Premise: Four people have their lives shattered by drug addictions that spiral out of control.

What Works: Requiem for a Dream splits the narrative, working with different storylines of related characters. While this multiple narrative technique is very much in vogue at the moment, this film does it better than most because it limits the number of characters and the connections between them are more interesting. The story has been smartly constructed so that the narratives comment on one another, particularly in the comparison between Sara (Ellen Burstyn), a lonely older woman who begins to misuse diet pills, her son Harry (Jared Leto) who is hooked on heroin, and Harry’s girlfriend Marion (Jennifer Connelly) who gradually begins prostituting herself to get drugs.  These stories are really about a search for an ideal and the character’s use of chemicals and self deception to try and fool themselves into thinking that they are on their way to achieving that ideal. As a drug film, Requiem for a Dream also is better than most because it identifies that the drug abuse is not an end in itself, but a symptom of greater psychological problems and dissatisfaction with life. These kinds of films are often plagued with the question, “Why don’t the characters just stop?” and many of these films end with characters living happily every after by simply going clean. Requiem for a Dream refuses that easy solution by giving the characters permanent physical and psychological damage and rooting their addiction in human frailty and their dissatisfaction with life.

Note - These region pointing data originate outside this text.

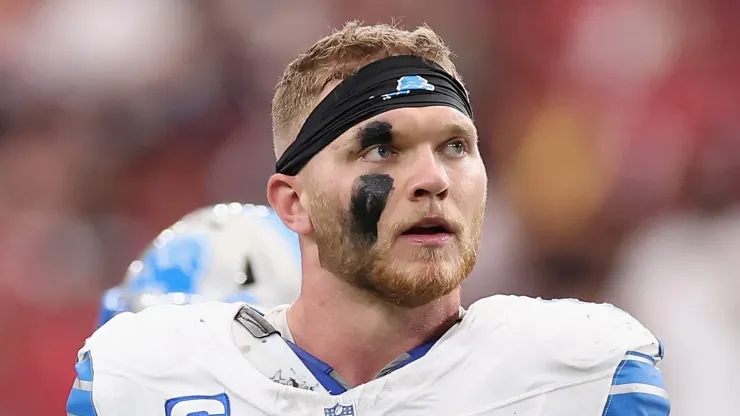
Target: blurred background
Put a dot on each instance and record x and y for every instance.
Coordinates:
(610, 130)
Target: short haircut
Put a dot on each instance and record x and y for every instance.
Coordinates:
(339, 56)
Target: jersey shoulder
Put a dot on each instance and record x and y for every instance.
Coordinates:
(160, 339)
(574, 333)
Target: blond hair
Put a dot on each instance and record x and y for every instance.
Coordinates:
(339, 56)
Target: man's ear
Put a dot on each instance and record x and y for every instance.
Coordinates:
(285, 200)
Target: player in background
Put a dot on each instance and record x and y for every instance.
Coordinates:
(380, 176)
(228, 252)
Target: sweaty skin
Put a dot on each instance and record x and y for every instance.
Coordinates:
(369, 196)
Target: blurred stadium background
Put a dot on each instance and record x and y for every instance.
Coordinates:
(611, 131)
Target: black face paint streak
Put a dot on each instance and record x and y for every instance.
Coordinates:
(375, 133)
(369, 196)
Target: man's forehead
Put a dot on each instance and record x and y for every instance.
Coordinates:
(410, 121)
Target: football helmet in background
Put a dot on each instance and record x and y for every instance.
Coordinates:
(228, 252)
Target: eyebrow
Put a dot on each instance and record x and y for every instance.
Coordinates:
(374, 133)
(457, 129)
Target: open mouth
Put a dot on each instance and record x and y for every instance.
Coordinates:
(429, 227)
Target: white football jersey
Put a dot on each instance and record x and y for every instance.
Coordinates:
(508, 356)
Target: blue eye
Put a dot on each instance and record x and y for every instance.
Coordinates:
(456, 148)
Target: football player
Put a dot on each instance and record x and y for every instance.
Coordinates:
(380, 176)
(228, 252)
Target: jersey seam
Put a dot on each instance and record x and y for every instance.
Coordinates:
(134, 380)
(544, 390)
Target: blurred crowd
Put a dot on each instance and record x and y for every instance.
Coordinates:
(610, 130)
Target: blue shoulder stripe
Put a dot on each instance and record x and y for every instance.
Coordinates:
(637, 388)
(79, 402)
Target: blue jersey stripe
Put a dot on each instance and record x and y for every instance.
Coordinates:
(631, 371)
(637, 404)
(84, 368)
(79, 403)
(637, 388)
(639, 354)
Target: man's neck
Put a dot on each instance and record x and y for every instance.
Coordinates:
(357, 335)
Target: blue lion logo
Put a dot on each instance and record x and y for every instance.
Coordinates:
(409, 83)
(175, 266)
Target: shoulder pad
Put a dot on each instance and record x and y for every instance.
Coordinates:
(159, 339)
(570, 332)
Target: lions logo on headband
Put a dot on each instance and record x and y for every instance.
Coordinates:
(409, 83)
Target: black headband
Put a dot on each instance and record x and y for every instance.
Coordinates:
(384, 85)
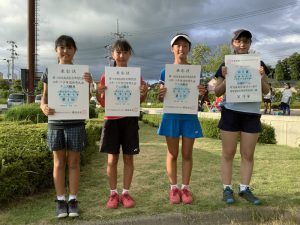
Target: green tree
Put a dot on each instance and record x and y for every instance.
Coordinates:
(294, 65)
(16, 85)
(208, 59)
(4, 84)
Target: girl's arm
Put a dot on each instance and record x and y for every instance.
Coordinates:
(44, 102)
(220, 87)
(265, 87)
(162, 92)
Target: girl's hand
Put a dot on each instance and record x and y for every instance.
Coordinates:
(88, 77)
(46, 110)
(162, 92)
(202, 90)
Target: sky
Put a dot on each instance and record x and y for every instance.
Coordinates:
(149, 27)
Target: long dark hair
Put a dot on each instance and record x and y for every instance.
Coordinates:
(65, 40)
(122, 45)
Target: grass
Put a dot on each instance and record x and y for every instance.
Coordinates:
(275, 180)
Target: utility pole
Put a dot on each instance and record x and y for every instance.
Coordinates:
(31, 49)
(8, 67)
(13, 56)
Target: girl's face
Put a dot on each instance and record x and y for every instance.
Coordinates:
(65, 54)
(121, 57)
(181, 49)
(241, 45)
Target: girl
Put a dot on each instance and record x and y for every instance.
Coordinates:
(120, 131)
(286, 99)
(239, 119)
(65, 138)
(175, 125)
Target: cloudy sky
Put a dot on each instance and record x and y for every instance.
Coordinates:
(149, 27)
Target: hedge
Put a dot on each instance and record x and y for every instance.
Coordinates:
(210, 128)
(25, 162)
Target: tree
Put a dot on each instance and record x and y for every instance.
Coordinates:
(16, 85)
(208, 59)
(294, 64)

What Doesn’t: Requiem for a Dream uses repetition as one of its key narrative devices. While this works through most of the picture, at times it seems as though the patterns are overdone, particularly in the climax. Requiem for a Dream is also one of the most brutal films about drug abuse ever made, and the picture refuses to glamorize narcotics or give the audience the consolation (and cop out) of an ending like The Basketball Diaries. While this is to the film’s credit, sensitive viewers might find it very difficult to take.

DVD extras: R-rated and unrated editions of the film are available. The Director’s Cut edition includes a making-of documentary, commentary tracks, deleted scenes, interviews with cast members, trailers, production notes, and The Anatomy of a Scene feature.

Bottom Line: Requiem for a Dream is one of the great drug addition films. Some recent biopics have taken on the subject in passing, namely Walk the Line and Ray, but where in those films drug addition is disconnected from the rest of the character’s personality, Requiem for a Dream places the drug addiction as a central component of the addict’s character. The film is not Reefer Madness, making the audience afraid of a boogeyman, but instead focuses on the reasons people turn to drugs and the personal cost of addiction on the user.